プロジェクトの代表者Micah Ghost氏は、リマスター版が64ビットのゲームエンジンに対応している可能性が高いとして、唯一の課題はSKSE(Skyrim Script Extenderの略、Mod制作者がゲームエンジンへ自由にアクセスできるようスクリプトを拡張するためのツール)のアップグレードであると説明。事実、Bethesdaのグローバルコミュニティ担当Matt Grandstaff氏は、PC版は64ビットで動作すると自身のTwitterで明言している。ゲーム本編に大幅な改変を加えるModの多くにはSKSEが利用されており、「Skywind」も例に漏れない。既存のModがそのまま流用できるとしても、それらを支えるツールが64ビットに対応しなければ、そもそもModは機能しないというわけだ。
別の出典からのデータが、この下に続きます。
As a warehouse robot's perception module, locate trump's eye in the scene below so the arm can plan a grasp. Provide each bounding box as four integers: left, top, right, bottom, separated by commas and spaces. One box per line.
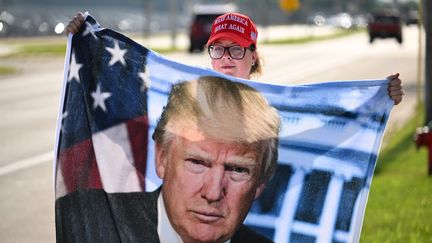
226, 166, 251, 181
186, 158, 207, 173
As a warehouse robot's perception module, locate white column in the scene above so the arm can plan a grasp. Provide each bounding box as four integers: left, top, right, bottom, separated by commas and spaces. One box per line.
316, 174, 344, 243
274, 167, 306, 242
一方で、SKSEが64ビットにアップグレードされるまではそう長くはかからないとの見方が強い。昨年リリースされたばかりの『Fallout 4』は64ビットで動作しており、SKSEの開発者が手がける類似ツールFOSE(Fallout Script Extender)は、すでに64ビットに対応しているからだ。特筆すべきは、BethesdaがSKSEのようなツールを、近い将来コンソールでサポートする予定があるかどうかである。スクリプト拡張ツールはゲームエンジンに直接変更を加えるため、現状ではコンソールへの適用が難しい。SKSEなしで「Skywind」は動かない。『The Elder Scrolls V: Skyrim Special Edition』が発売されるまでに「Skywind」が完成するかは定かではないが、少なくともSKSEを活用するその他のModをコンソール版で導入するには、Bethesda側から何かしらのアプローチが必要なのは確かなようだ。